Having access to more data is a good thing. Companies that now deal with what is being called big data have mountains of data to pore over and study in order to learn more about themselves, their customers, and their competitors. Ideally, they will be able to sift through that data and glean a few gold nuggets that lead to real-world solutions. One obstacle to that ideal might be data governance.
Data governance is a very necessary aspect of information – especially as the amount of data organizations manage expands. Imagine if some of the information in your vast amount of big data contained sensitive customer records, government documents requiring clearance, or corporate secrets that only a few should know. In all of these situations, data governance can ensure that the important information reaches the right individuals or groups and restricts access to all others.
What Data Governance Is
According to Robert S. Seiner, data governance is, “the execution and enforcement of authority over the management of data and data-related resources.” Simply put, an organization must have some type of policy in place to determine who has access to what information and how that information should be managed.

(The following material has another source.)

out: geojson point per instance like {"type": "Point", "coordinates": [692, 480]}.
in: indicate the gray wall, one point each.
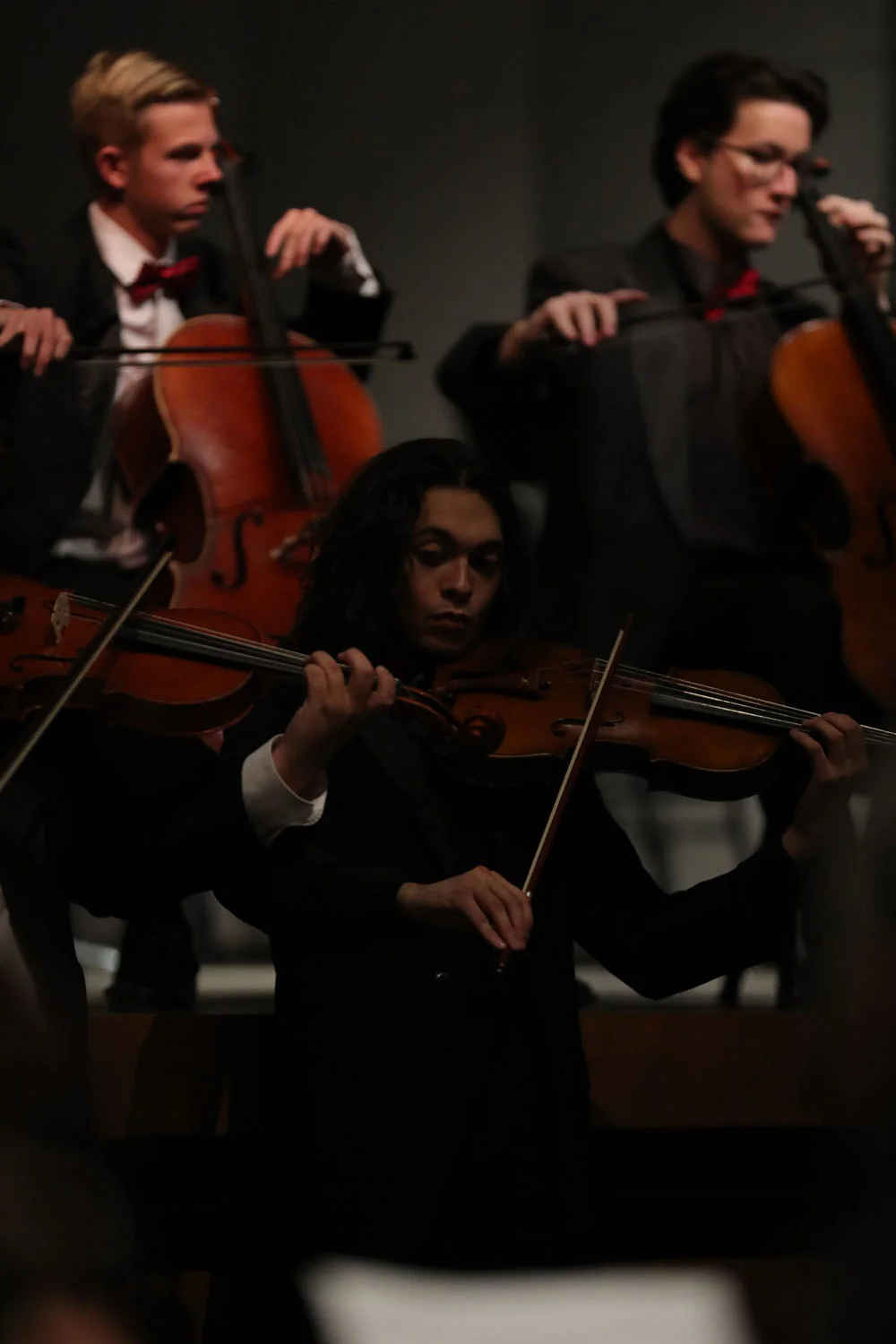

In terms of data security, some companies operate on an honor system where employees are taught what data they need to get and how they manage it. On the other side of the spectrum are companies that rely on non-disclosure agreements and all sorts of legal and technical safeguards. While these policies may help with security, they do not help make the large chunks of big data that companies deal with today more approachable. Governing this data requires a more sophisticated technique.
The Big Data Problem
Because big data deals with massive amounts of information, the old methods of data governance may not necessarily be applicable. In the old way of thinking, as Forrester analyst Michele Goetz explains, data governance is “freedom from risk”. By controlling the ingress and egress of data, organizations also control the amount of risk they are willing to endure. While sometimes necessary, it takes away some of the freedom to grow and experiment that an open data system would allow.
The new thinking for data governance is that businesses need agility and rapid access to all of this big data they have at their disposal. Old permission systems and bureaucracy slow down innovation, which is something they cannot afford if they wish to stay competitive. Businesses in the big data age must find ways to develop policies that enable creativity and exploration of data, while still maintaining a reasonable level of security.
One technical solution is to employ some type of information discovery tool that is specifically designed for big data. These companies may use Hadoop in conjunction with any number of tools that make it easier to analyze big data and get just the right data they need. When employees are trained to use these tools correctly, they will only deal with the data that relates to their jobs and can safely ignore the rest.
More than ever before, it may be necessary for organizations to rethink their policies on data access. They will have to navigate the narrow path between enforcing data security and encouraging the free flow of knowledge that can ultimately stimulate growth and accelerate the path to success.
Data and Information Governance Solutions
Any true solution to governing big data must address the aforementioned problems without compromising security or the free discovery and analysis of data. The following are some commercial solutions to the issue of big data governance.
- IBM’s Information Lifecycle Governance – Combining technology it acquired from PSS Systems in 2010 with its own take on data governance, IBM provides systems for enterprise discovery management, retention management, and defensible disposal of data.
- EMC’s Master Data Management – EMC’s MDM services help companies develop roadmaps and strategies for data governance. With it they can develop roles, policies, responsibilities, processes, procedures, and organizational structure for data management.
- Autonomy’s Information Management – Automony, a subsidiary of HP, provides a wide range of products dealing with everything from eDiscovery to regulatory and compliance. Among their products is an information governance toolset in the Autonomy Legal Performance Suite.
Companies like Sears have adopted Hadoop in the hopes of catching up to online competitors like Amazon that have been chipping away at retail profits. Rather than focusing on saving storage space and compartmentalizing data, the objective now seems to be geared toward consolidating all of the data into one big heap and then analyzing it.
Managing this type of data is considerably different than the management of neatly divided files and structured data. A policy cannot be file-based, for example, when the file may not have a recognizable designation. Instead the users who are actually performing the analysis must have some type of filtration tailored to their needs and even their level of clearance or permissions.
This data governance system should also help its users determine what information is valuable to the organization and what information can be discarded or archived. Finally, it must give the users the functionality to recognize the information that presents a risk to keep or discard for legal or regulatory reasons.
Keeping it Simple
The images of 90s companies under federal investigation dumping mounds of shredded documents out the window may be over, but those mounds of information still exist, albeit in digital form. And the risk some of those documents may present is still real. Nevertheless, much of the data has tremendous value, and we now have the tools to unlock that value and benefit significantly from its discovery. Data governance need not be overly complex to the point where it is so confusing that it fails to live up to its intended purpose. As big data analysis solutions become even better at sorting through data and delivering natural answers relevant to the questions companies actually have, governance of that data will be become simpler and more manageable.